||In this paper, we challenge INTERSPEECH 2009 Emotion open performance sub-Challenge of 5 class problem. Our research evaluates on the well-known FAU Aibo database. We use OpenSMILE toolkit to extract low-level descriptors and compute the delta coefficients. Gaussian Mixture Model (GMM) is popular approach in speaker identification and speaker verification, we use GMM systems to speech emotion recognition. It contains four systems, the first one is simple GMM system. The second one is GMM-UBM system, it resolve the insufficiency of training data. The third is GMM-SVM system, it uses GMM super-vectors as new |
input feature. The fourth is Identity Vectors system (or i-vector system), it uses factor analysis (FA) for GMM super-vectors.

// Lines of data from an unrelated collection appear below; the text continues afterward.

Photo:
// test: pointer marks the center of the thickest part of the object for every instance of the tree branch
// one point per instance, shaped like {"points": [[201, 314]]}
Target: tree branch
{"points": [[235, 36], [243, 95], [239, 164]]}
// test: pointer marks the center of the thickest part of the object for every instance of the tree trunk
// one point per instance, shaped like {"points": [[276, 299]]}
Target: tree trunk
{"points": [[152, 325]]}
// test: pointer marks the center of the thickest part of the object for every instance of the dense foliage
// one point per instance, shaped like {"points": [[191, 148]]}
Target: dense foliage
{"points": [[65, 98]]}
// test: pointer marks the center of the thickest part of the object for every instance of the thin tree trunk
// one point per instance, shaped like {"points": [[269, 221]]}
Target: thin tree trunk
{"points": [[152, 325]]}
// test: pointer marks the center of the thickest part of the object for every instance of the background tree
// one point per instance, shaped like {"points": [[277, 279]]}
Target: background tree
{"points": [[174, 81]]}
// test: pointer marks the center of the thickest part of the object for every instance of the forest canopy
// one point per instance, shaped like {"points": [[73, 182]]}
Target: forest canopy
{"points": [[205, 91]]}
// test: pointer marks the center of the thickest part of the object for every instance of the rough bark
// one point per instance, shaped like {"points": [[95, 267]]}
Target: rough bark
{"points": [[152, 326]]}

In the dynamic modeling classifier, we achieve an unweighted average (UA) recall rate of 39.2% in GMM system, and 39.3% in GMM-UBM system, over a baseline of 35.5%. In the static modeling classifier, we use SMOTE and Under-sampling to solve the problem of unbalance data,
then we achieve the 38.9% UA in GMM-SVM system, and 40.5% in Identity system, it also over a baseline of 38.2%. This paper confirmed that the system in speaker recognition can also use to speech emotion recognition, and it also can improve the result of emotion recognition accuracies.